“Oh, there, my gal, no one’s going to die yet; but I say, Jessie, your cousin Tom—you wouldn’t mind meeting him, too?”
She turned upon him a mingled look of joy and dread; and then, shaking her head—
“No, no, father,” she exclaimed, closing her eyes, and with the veins in her forehead standing out—“I could not bear to meet him.”
“It’s Fred! I said it was,” exclaimed Dick to himself. “Well, I’m sorry; but it can’t be helped. I’ll talk to him like a father, and bring him round. Now, if—What do you want, John?”
He turned sharply round, for the door opened, and a page in a neat livery, hardly recognisable as the ’prentice of the shoemaker’s workshop, entered the room.
“Please, sir, here’s a gentleman to see you.”
“Who is it?” cried Dick; “and what are you grinning at?”
“Please, sir, it’s Mr Maximilian Shingle; and ’ere’s his card.”
Max Shingle had made up his mind, without any allusion to blood being thicker than water, to make the first advance to his brother.
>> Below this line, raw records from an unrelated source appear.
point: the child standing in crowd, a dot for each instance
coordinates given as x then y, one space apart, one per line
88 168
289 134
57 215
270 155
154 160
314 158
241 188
For it was very evident that Dick had hit upon some means of making money rapidly, whilst of late matters had been turning out very badly in his own business arrangements. No matter what he tried, or how he speculated, everything went wrong; until, in a kind of reckless gambling fit, to try and recoup himself for past losses, he had plunged himself more deeply in the mire.
He had broached his intentions to his wife and ward at breakfast time, and Mrs Max had shed tears.